This seems to not just be limited to DNS resolution. It seems to be a network connectivity problem in general on the SDN. # DNS failing (same as above) bash-4.2$ getent hosts google.com bash-4.2$ echo $? 2 bash-4.2$ # normal http traffic to github.com failing bash-4.2$ curl 192.30.252.129 curl: (7) Failed connect to 192.30.252.129:80; No route to host bash-4.2$
I want to point out that once a container has stopped working, it doesn't go back to working. The pattern we're seeing the most is a container is working fine for days, then suddenly it can't access anything and nothing can access it (it seems like it's no longer on the SDN). A simple container restart does NOT fix it. To fix this problem, we stop atomic-openshift-node and docker, then we restart openvswitch.

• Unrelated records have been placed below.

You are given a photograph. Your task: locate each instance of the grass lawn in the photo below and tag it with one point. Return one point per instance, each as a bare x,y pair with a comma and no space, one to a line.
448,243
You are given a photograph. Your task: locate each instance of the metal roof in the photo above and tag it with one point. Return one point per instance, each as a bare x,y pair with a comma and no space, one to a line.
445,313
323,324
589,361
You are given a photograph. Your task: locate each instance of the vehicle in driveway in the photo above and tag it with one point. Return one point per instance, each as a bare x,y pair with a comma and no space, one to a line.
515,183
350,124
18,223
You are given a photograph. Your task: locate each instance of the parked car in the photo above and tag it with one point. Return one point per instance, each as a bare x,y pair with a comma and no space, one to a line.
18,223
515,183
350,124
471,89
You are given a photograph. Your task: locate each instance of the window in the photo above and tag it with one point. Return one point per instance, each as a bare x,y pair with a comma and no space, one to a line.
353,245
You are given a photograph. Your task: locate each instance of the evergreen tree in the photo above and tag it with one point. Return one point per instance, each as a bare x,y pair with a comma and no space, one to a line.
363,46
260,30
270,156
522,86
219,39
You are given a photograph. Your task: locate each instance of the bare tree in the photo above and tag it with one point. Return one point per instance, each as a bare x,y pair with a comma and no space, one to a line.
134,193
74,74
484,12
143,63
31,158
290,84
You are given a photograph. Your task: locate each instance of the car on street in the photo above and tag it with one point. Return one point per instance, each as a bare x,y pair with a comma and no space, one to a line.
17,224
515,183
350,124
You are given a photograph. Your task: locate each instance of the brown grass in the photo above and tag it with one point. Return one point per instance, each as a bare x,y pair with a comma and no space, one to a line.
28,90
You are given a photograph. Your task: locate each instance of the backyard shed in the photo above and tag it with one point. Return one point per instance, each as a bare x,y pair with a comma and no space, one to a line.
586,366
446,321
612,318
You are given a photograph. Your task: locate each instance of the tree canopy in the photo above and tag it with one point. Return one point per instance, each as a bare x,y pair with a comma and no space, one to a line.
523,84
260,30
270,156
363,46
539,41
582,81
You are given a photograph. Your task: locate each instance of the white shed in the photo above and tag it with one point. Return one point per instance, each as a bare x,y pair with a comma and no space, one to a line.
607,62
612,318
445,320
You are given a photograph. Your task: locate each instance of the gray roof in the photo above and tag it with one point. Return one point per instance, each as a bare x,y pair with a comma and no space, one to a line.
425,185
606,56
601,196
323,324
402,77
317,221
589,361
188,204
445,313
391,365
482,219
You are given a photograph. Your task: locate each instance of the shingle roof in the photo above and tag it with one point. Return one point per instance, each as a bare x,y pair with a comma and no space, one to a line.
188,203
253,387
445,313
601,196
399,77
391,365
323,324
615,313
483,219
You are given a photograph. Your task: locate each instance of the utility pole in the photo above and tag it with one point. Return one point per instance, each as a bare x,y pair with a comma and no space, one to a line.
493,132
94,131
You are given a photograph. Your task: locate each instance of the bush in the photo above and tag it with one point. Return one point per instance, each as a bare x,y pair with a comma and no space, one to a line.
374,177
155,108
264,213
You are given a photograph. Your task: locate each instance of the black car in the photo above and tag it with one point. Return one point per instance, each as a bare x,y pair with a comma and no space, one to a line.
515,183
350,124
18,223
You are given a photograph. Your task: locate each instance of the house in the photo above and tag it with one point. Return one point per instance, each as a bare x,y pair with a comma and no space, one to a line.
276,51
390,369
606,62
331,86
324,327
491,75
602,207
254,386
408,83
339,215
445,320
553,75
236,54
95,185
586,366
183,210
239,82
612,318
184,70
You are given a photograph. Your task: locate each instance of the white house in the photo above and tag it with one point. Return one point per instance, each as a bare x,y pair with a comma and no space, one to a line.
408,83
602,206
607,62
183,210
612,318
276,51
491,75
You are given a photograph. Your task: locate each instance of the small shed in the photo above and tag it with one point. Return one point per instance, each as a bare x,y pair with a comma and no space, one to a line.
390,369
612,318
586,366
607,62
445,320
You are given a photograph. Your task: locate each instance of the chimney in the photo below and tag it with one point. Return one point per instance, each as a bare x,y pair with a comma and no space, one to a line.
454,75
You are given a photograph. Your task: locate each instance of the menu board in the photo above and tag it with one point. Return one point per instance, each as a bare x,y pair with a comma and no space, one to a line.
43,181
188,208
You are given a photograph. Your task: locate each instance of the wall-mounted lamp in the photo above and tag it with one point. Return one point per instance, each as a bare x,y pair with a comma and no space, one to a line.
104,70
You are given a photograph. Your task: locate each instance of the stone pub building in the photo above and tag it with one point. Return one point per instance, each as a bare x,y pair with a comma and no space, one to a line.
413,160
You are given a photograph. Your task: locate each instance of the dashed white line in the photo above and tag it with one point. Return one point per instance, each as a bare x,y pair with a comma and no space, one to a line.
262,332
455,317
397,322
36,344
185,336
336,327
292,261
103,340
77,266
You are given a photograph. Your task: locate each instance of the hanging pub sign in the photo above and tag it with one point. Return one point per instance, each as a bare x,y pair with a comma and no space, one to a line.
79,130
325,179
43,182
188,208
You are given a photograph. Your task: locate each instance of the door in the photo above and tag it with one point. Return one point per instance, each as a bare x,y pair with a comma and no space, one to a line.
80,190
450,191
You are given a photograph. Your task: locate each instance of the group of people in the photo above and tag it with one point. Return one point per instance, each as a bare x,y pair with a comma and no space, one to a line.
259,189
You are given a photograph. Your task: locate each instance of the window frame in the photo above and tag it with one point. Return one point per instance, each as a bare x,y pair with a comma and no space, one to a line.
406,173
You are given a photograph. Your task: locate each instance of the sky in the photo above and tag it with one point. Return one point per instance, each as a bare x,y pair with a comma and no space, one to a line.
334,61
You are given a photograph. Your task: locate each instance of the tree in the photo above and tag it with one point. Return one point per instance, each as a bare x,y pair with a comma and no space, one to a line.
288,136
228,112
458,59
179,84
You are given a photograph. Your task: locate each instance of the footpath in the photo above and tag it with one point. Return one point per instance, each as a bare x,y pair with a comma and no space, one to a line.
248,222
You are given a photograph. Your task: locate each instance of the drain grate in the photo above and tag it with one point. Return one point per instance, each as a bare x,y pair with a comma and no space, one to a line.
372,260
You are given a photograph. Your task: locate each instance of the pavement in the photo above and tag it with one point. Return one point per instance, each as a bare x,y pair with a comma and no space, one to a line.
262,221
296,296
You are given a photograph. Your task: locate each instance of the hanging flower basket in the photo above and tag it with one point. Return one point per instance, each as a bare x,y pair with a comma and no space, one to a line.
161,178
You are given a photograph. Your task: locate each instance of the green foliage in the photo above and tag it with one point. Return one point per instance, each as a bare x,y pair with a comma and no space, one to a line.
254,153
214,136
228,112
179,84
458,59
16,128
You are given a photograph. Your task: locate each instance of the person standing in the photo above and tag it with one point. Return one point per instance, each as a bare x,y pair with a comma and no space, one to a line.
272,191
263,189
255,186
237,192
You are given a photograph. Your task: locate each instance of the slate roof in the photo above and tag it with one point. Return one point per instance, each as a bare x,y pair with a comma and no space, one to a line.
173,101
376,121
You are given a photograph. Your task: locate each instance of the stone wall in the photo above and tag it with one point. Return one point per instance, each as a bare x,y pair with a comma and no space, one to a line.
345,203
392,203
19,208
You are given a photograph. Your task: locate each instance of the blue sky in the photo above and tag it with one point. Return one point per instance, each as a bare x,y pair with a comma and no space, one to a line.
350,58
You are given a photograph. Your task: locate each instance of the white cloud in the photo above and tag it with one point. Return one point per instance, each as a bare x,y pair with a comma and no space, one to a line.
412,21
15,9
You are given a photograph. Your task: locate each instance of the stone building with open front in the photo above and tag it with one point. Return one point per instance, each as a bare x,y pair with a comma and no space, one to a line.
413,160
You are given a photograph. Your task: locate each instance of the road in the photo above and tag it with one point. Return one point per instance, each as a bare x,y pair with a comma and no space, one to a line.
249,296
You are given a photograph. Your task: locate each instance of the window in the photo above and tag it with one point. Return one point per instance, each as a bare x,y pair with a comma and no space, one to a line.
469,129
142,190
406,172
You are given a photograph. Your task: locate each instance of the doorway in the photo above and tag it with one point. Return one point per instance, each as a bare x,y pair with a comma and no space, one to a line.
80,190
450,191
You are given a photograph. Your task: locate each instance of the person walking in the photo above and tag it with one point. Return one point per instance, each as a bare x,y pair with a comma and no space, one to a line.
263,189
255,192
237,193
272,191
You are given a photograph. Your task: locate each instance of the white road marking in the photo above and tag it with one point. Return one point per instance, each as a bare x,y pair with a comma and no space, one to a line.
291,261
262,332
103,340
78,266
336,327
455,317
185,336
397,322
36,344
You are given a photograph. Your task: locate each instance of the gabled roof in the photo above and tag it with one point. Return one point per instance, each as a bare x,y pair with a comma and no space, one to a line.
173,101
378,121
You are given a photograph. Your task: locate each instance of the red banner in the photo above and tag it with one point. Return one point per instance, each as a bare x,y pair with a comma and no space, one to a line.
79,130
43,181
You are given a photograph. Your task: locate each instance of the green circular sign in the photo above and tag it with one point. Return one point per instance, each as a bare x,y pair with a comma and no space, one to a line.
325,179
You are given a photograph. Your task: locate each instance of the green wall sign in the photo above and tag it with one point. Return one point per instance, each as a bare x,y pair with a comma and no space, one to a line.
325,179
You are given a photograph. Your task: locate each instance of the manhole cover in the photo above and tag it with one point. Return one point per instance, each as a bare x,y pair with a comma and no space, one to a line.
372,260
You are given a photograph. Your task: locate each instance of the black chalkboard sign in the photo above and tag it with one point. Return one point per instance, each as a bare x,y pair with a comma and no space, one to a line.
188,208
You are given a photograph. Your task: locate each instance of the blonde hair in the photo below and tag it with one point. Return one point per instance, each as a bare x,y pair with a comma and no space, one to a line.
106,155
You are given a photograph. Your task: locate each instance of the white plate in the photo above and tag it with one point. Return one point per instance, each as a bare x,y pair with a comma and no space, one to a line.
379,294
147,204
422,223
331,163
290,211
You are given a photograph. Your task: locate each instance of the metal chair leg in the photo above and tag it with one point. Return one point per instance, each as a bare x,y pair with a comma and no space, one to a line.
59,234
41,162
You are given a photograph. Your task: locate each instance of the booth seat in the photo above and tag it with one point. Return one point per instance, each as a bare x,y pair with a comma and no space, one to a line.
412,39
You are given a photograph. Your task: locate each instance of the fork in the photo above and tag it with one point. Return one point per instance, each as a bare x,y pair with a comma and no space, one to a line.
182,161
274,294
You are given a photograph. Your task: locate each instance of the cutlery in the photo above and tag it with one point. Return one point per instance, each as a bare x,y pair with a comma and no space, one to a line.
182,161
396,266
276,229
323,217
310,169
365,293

Can I get access to a broken system please?
Email/provide me your ssh key, and I'll set you up with access.
Could be related to https://github.com/openshift/openshift-sdn/issues/231 However, the system that this was reproduced on is no longer showing the symptoms. So definitive diagnosis is still proving challenging. Trying to get it to happen again.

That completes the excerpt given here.